Edgar Cervantes / Android Authority
TL;DR
- An Android Authority teardown has revealed that Reddit will use an AI model for detecting harassment.
- The model is trained on content that was previously flagged for violating Reddit’s terms.
We’ve seen large language models (LLMs) used for a variety of features in the last year or so, from text/image generation to virtual assistants and beyond. Now, it looks like we can add one more use case to the list thanks to Reddit.
An APK teardown helps predict features that may arrive on a service in the future based on work-in-progress code. However, it is possible that such predicted features may not make it to a public release.
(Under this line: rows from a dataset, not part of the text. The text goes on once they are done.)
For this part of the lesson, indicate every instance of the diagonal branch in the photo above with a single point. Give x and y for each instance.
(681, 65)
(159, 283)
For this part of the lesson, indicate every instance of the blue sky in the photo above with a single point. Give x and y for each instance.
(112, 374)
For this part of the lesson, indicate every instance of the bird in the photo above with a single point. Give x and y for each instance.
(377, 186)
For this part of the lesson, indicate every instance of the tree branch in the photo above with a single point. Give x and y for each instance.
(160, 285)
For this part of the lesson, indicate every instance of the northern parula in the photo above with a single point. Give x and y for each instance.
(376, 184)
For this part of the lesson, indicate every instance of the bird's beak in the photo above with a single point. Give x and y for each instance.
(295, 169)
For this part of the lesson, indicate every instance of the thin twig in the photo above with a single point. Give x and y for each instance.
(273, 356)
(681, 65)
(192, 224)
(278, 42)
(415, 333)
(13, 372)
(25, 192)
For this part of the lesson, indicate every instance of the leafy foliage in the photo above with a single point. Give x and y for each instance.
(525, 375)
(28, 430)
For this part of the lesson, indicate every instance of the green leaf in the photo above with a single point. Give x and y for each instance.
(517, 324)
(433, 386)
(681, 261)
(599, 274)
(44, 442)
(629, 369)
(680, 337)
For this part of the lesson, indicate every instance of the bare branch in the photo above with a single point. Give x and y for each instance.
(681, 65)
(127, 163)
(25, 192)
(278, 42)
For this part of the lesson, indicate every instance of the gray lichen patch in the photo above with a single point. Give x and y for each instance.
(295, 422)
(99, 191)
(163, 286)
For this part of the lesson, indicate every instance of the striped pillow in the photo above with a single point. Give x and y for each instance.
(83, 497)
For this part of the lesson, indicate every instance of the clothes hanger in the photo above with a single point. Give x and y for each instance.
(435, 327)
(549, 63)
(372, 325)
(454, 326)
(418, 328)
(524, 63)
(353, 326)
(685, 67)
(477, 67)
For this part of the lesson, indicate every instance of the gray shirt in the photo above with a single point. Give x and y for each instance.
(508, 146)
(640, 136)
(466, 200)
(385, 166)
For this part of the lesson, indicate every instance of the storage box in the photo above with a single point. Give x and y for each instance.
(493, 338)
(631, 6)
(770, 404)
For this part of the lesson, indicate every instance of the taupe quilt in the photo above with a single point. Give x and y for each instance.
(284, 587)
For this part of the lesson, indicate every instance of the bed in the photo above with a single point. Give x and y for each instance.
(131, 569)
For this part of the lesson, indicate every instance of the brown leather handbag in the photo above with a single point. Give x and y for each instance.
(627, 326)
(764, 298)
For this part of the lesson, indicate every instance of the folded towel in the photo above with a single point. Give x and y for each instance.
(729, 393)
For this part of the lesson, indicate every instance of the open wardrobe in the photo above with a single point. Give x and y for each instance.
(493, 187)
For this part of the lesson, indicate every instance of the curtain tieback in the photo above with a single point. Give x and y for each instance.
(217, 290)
A teardown of version 2024.10.0 of the Reddit app for Android has revealed that Reddit is now using an LLM to detect harassment on the platform. You can view the relevant strings below.
Code
<string name="hcf_answer_how_model_trained">The harassment model is an large language model (LLM) that is trained on content that our enforcement teams have found to be violating. Moderator actions are also an input in how the model is trained.</string>
<string name="hcf_faq_how_model_trained">How is the harassment model trained?</string>
Reddit also updated its support page a week ago to mention the use of an AI model as part of its harassment filter.
“The filter is powered by a Large Language Model (LLM) that’s trained on moderator actions and content removed by Reddit’s internal tools and enforcement teams,” reads an excerpt from the page.
Either way, it looks like moderators have another tool in their arsenal to fight objectionable content on Reddit. Will this actually do a great job of flagging content, though? We’ll just have to wait and see.